Já havia algum tempo que ela tinha percebido que precisava se afastar do agressor, mas não sabia como fazer isso. A casa de acolhimento foi a saída. “Eu ficava me perguntando para onde eu iria com meus filhos. Eu não tinha forças para pagar aluguel e cuidar de três crianças sozinha. Foi quando eu comecei a pesquisar na internet lugares que ajudassem as mulheres e conheci a Tina Martins. Eu recebi atendimento e fiquei com meus filhos até conseguir me reerguer e seguir minha vida sem violência”, ressalta. Ela agora é assistente social e ajuda outras mulheres agredidas por companheiros.
A casa surgiu em 2016 e atualmente é uma das três que atendem às mulheres em situação de violência em Belo Horizonte. “Quando as vítimas chegam, a gente avalia o caso e vê a necessidade de abrigamento. Além do abrigamento, nós também fazemos atendimento psicológico, de assistência social e jurídico. A ideia é que a mulher reconstrua a vida dela longe do agressor”, explica a assistente social da casa, Pedrina Gomes Olegário.

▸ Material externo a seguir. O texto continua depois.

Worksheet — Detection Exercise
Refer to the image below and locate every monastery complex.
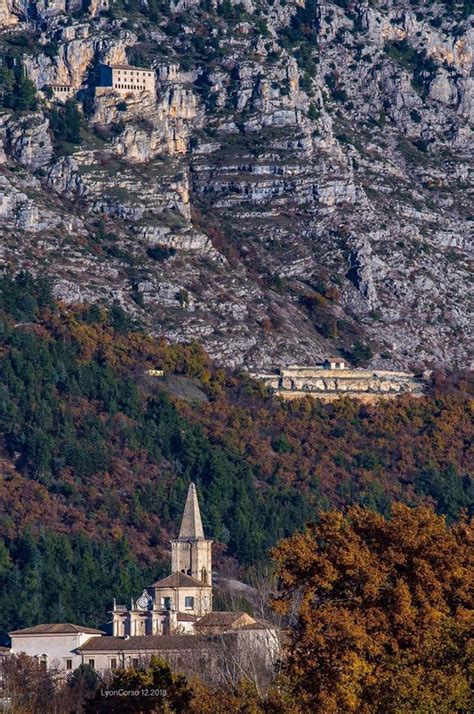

Falta coerência no registro de dados
Ao fazer um levantamento da violência doméstica nos Estados brasileiros, a reportagem verificou que em cada um deles os registros são feitos de modo diferente, o que torna os números discrepantes. Enquanto em algumas localidades são computados todos os tipos de violência contemplados pela Lei Maria da Penha – psicológica, física, moral ou patrimonial –, em outros constam apenas alguns.
“A última Conferência Nacional de Políticas para as Mulheres teve o sonho de construir uma política para que tivéssemos os dados separados. Atualmente, não podemos compará-los do ponto de vista metodológico porque eles não têm a mesma base”, lamenta a professora da UFMG Marlize Matos.
Segundo levantamento da reportagem, Minas, Distrito Federal, Rio Grande do Sul e Pernambuco, por exemplo, têm informações mais completas. Já no Espírito Santo, os dados são deficientes. Por lá, a contabilização da violência doméstica teve início só neste ano. “As estatísticas são muito importantes para a prevenção. Com uma tipificação divergente, é impossível unificar uma política. Tem também a questão da conscientização das mulheres. Estados que oferecem políticas que ajudam as vítimas vão ter mais denúncias”, conclui Marlize.
Sistema integrado vai unir dados
Minas Gerais terá um Sistema Integrado Estadual de Direitos Humanos, que vai formar uma base de dados de violência doméstica com casos de todo o Estado. Segundo a coordenadora do Núcleo de Monitoramento e Avaliação em Direitos Humanos do Estado, Bárbara Amelize, o sistema vai garantir uma equipe de psicólogos, assistentes sociais e advogados para prestar teleconsultorias para municípios que não tenham essa equipe multidisciplinar.